CLIVE Data Services’ industry analyses for August 2021 shows volumes up 1% compared to the same month of 2019, before the pandemic took hold, and +19% versus August 2020. The biggest challenge for businesses importing and exporting goods by air remained the low level of available cargo capacity at -16% below the level seen in August 2019. CLIVE continues to measure and report air cargo market performance to pre-Covid 2019 levels, as well as providing 2020 year-over-year comparisons, to provide meaningful analyses of the current state of the market. Year-over-year, capacity was +18% compared to August 2020.
CLIVE’s ‘dynamic loadfactor,’ which measures both the volume and weight perspectives of cargo flown and capacity available to produce a true indicator of airline performance, was 66% for August 2021, +6% pts versus August 2019 or -1% pt under the same month of last year.
Resilient international demand for air cargo capacity in August versus a shortfall in supply pushed average global air cargo rates up 112% to their pre-Covid level as a local lockdown in Vietnam and the closure of cargo handling terminals at Shanghai Pudong International Airport after a handful of new Covid cases demonstrated the fragility of supply chains.

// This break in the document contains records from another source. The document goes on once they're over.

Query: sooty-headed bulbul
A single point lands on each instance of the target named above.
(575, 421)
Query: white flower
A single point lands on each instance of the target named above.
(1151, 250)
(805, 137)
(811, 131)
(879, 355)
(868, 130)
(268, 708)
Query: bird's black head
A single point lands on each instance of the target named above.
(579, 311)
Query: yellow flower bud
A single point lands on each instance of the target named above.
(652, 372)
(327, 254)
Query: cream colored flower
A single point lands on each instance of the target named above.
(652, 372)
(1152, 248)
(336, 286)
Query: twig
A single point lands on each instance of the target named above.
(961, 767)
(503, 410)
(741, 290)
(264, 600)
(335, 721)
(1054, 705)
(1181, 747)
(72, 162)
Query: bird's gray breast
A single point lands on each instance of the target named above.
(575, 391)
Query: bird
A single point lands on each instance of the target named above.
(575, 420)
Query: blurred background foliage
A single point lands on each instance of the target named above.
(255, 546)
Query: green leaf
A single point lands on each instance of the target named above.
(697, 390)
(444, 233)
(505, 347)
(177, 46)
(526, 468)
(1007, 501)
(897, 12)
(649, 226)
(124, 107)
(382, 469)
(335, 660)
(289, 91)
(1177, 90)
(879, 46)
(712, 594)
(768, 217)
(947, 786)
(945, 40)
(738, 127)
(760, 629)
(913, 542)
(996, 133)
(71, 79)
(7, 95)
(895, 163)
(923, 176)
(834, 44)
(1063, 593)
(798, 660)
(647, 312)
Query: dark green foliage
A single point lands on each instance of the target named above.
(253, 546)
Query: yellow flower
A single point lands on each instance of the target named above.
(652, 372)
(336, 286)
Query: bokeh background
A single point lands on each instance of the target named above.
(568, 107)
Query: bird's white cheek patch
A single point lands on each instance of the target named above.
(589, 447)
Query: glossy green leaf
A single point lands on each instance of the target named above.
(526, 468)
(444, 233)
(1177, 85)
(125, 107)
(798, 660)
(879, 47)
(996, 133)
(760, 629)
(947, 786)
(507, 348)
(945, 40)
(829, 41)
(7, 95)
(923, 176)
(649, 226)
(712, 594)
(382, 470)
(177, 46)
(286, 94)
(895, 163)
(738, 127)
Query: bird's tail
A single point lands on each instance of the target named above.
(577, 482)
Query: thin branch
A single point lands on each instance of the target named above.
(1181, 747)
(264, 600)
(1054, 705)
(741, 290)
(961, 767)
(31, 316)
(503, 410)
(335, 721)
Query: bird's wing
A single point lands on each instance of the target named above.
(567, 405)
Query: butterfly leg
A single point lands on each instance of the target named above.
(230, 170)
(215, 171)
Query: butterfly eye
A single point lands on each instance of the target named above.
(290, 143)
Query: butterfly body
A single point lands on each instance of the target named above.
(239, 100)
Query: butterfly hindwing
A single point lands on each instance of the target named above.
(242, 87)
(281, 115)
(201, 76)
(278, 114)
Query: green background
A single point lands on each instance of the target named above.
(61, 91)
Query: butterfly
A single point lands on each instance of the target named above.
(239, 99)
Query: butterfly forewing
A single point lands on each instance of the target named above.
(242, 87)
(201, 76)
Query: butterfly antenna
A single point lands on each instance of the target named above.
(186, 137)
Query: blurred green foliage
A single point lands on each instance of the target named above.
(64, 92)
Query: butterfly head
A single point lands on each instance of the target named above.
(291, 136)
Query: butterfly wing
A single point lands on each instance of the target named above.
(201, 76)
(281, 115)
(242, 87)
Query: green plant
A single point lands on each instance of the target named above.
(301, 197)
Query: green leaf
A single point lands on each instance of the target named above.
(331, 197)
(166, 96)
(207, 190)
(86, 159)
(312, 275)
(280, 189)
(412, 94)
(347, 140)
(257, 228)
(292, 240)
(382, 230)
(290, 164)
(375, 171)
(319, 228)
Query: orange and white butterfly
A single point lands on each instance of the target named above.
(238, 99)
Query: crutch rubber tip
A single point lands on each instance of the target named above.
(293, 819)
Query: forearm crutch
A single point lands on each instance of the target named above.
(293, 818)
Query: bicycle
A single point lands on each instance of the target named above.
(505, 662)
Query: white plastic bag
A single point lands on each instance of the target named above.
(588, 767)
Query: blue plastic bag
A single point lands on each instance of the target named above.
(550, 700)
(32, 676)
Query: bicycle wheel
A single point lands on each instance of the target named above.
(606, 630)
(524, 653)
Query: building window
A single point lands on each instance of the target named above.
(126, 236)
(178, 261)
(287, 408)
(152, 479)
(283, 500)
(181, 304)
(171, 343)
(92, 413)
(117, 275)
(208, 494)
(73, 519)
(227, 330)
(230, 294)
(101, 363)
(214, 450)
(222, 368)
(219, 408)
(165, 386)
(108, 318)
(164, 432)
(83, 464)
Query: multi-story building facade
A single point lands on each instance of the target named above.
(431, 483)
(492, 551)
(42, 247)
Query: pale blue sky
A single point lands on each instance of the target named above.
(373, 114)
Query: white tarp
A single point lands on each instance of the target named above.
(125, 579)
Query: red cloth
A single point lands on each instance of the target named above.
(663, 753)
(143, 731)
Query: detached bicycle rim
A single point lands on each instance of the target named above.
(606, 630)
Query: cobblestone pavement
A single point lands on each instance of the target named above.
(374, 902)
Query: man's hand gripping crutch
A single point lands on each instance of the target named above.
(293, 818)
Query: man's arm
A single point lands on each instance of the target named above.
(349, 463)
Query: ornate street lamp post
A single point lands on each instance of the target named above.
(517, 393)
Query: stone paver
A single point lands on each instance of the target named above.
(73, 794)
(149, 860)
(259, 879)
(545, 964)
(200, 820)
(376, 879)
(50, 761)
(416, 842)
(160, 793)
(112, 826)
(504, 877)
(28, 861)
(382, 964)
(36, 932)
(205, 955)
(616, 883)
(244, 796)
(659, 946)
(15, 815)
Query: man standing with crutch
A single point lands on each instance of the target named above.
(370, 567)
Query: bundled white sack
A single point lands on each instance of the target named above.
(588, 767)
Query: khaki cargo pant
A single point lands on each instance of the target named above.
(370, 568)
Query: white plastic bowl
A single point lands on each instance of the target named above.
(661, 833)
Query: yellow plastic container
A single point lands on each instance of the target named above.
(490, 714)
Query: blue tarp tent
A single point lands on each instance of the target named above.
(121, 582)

In interviews with the Wall Street Journal and South China Morning Post, CLIVE’s Managing Director, Niall van de Wouw, said even before the latest disruptions in Pudong and Vietnam, air cargo capacity was already tight due to fewer international passenger flights, with very full flights elevating rates significantly on prime intercontinental trade lanes. Rising demand is also being driven by the number of retailers having to pivot from traditional ocean freight-based supply chains to air cargo to replenish stock levels in time for their peak sales season.
The problem for the air cargo industry is not demand, it’s clearly capacity. The market is solid from a demand viewpoint, but it is currently based on a scarce and fragile infrastructure.
“Shippers want to see more cargo capacity from the return on airline passenger operations, but some signals suggest this may get pushed back again on intercontinental routes following the recent EU recommendation to pause on all non-essential travel from the US to Europe. For passenger airlines operating cargo-only flights, it’s all about the margin per flight and not about adding capacity to grab market share. Airlines want and need passengers back and I suspect airline cargo departments are anxious to see this too because of the pressure they are under to generate revenue – but even when cargo revenues double, if passenger revenues are down 80%, it’s not a sustainability situation for passenger airlines,” he commented.